Background technology
Malignant tumour is that current serious affects one of human health, the major disease threatening human life, and current clinical treatment mainly adopts radiotherapy and chemotherapy.But some malignant tumour is insensitive to radiotherapy, easily produces resistance to chemotherapy, and this treatment plan is usually with obvious toxic action.Therefore, research selectively killing tumour cell and not affect Normocellular method extremely important to oncotherapy, the method of this selectively killing tumour cell depends on the specific marker of tumour cell, and its curative effect also depends on whether this specific marker is strictly limited in tumour cell.
Telomere is the structure of eukaryotic cell protection end of chromosome, and normal cell often divides once, and telomere will shorten, and can cause necrocytosis when telomere foreshortens to a certain degree.And when cell cancerates, its Telomerase is activated, the shortening of telomere caused by tumour cell division is extended further, thus remain chromosomal stable, cell evasion death is immortalized, finally cause tumour cell constantly to rise in value, therefore Activation of Telomerase occurs and its keying action in evolution at tumour cell.Telomerase is all positive at about 90% tumour cell, and thumping majority normal cell Telomerase is feminine gender, and therefore Telomerase can be used as a kind of characteristic marker of tumour cell.Up to the present, the Telomerase of people is made up of three parts: 1) RNA component (hTERC); 2) telomere enzyme binding protein (TEP1); 3) telomere reversed transcriptive enzyme (hTERT).Nearest research shows that telomere reversed transcriptive enzyme (hTERT) plays a decisive role in telomerase activation, and in thumping majority tumour cell or tumor cell line, telomere reversed transcriptive enzyme is high level expression, and does not express or low expression level in normal cell.

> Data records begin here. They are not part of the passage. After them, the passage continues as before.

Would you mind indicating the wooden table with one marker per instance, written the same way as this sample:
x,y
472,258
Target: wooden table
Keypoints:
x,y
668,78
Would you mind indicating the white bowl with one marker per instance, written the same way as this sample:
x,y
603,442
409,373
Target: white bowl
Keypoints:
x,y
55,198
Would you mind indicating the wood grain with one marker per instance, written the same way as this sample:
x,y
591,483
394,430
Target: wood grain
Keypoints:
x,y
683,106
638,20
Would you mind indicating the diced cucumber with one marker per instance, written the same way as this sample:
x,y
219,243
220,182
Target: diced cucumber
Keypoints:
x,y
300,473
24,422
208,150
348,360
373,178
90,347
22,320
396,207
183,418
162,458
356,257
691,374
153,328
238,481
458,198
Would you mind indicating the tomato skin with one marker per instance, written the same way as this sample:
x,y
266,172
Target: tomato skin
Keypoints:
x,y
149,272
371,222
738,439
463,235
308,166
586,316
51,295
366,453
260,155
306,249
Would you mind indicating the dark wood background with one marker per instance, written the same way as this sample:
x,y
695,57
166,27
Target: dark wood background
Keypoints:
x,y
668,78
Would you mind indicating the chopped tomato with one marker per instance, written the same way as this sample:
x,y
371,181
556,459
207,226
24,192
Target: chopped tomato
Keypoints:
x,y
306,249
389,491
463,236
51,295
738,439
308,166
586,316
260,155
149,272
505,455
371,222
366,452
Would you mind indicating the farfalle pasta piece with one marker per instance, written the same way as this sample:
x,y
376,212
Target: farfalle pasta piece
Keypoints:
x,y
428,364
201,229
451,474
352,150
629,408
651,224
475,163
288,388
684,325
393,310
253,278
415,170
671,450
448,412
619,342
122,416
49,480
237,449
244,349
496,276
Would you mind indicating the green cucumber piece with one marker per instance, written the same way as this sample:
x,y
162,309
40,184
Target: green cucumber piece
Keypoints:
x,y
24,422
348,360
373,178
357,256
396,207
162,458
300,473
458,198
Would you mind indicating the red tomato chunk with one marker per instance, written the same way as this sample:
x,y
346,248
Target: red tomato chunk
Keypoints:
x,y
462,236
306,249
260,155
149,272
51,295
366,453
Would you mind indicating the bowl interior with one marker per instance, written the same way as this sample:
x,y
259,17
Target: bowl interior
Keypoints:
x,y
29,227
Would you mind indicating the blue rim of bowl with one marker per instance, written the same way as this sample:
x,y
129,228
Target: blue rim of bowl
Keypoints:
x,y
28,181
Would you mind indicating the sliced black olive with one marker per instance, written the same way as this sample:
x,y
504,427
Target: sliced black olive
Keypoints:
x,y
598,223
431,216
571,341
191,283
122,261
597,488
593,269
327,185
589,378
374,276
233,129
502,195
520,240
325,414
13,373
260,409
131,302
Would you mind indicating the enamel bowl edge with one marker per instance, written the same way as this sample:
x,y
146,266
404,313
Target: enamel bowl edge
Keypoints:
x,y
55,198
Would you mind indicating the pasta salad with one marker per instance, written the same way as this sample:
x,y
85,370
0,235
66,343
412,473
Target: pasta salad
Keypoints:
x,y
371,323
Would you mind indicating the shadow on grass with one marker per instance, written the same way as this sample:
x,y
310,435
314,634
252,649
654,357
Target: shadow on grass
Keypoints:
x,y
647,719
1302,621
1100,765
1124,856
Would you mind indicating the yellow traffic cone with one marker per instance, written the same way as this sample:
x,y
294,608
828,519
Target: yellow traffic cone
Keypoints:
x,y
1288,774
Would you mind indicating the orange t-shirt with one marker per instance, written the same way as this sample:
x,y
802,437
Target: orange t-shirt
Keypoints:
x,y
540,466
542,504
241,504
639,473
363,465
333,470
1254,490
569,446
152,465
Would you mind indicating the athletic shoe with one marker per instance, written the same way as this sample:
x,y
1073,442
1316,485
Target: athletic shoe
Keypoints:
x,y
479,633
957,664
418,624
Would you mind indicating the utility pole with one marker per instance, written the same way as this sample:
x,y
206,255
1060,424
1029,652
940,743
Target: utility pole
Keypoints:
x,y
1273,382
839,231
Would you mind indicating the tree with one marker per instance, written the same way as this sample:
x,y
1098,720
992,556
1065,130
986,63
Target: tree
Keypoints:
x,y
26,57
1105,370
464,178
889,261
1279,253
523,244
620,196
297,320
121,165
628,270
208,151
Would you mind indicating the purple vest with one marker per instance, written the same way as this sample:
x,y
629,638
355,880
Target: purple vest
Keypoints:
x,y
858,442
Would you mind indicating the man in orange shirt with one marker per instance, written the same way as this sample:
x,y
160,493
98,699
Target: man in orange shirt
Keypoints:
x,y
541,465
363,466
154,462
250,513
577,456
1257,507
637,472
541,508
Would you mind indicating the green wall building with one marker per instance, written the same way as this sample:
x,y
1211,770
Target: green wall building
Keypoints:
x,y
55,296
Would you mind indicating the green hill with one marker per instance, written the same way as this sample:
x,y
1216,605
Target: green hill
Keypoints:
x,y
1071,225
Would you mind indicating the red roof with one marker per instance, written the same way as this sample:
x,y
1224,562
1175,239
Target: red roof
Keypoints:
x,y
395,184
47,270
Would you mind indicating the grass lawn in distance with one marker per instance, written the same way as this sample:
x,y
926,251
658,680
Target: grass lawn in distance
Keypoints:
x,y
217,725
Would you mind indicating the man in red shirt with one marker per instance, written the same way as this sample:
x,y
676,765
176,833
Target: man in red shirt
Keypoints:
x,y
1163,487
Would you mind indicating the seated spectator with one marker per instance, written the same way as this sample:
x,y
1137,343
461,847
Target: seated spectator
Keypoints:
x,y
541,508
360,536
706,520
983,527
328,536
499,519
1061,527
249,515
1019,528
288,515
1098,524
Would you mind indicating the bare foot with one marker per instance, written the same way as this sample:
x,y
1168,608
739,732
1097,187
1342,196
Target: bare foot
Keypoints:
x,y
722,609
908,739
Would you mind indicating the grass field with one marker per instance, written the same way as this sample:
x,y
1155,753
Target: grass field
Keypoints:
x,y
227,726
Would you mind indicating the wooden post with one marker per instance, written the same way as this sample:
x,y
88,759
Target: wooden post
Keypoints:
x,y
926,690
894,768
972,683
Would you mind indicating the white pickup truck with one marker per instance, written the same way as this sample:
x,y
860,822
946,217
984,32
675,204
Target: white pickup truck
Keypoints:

Normocellular energy is mainly derived from glucose, in the well-off situation of oxygen, normal cell tissue is mainly through glycolysis-and mitochondrial respiratory two steps, glucose oxidase is become carbonic acid gas and water, for cell biological activity provides energy, time oxygen is under-supply, rely on glycolysis-supplying energy.Even if malignant cell is under the well-off condition of oxygen, still high glycolysis-ratio is had to be a specific performance of malignant tumour energy metabolism aspect, before 80 years, first OttoWarburg finds this phenomenon in liver cancer cell, and this phenomenon is called as Warburg effect.Hexokinase is the attemperator of glycolysis-and energy metabolism, and in malignant cell, hexokinase II (HKII) expresses and increases.HKII is the tumour cell glycolytic ferment of current most study.The people such as Ko are shown by experimentation on animals, HKII Pharmacological inhibitors (3-BrPA) local and systemic administration can kill most of liver transplantation knurl and pulmonary metastases, but to all normal liver tissues of cancer and the harmless effect of other main organs, HKII is suppressed to have obvious lethal effect (KoYH equally to the tumour cell of chemotherapy resistance, PedersenPL, GeschwindJF.GlucosecatabolismintherabbitVX2tumormodelfor livercancer:characterizationandtargetinghexokinase [J] .CancerLett.2001, 173 (1): 83-91).The height of HKII in malignant tumour is expressed, and is the biological property of malignant tumour, is also the needs of tumour existence.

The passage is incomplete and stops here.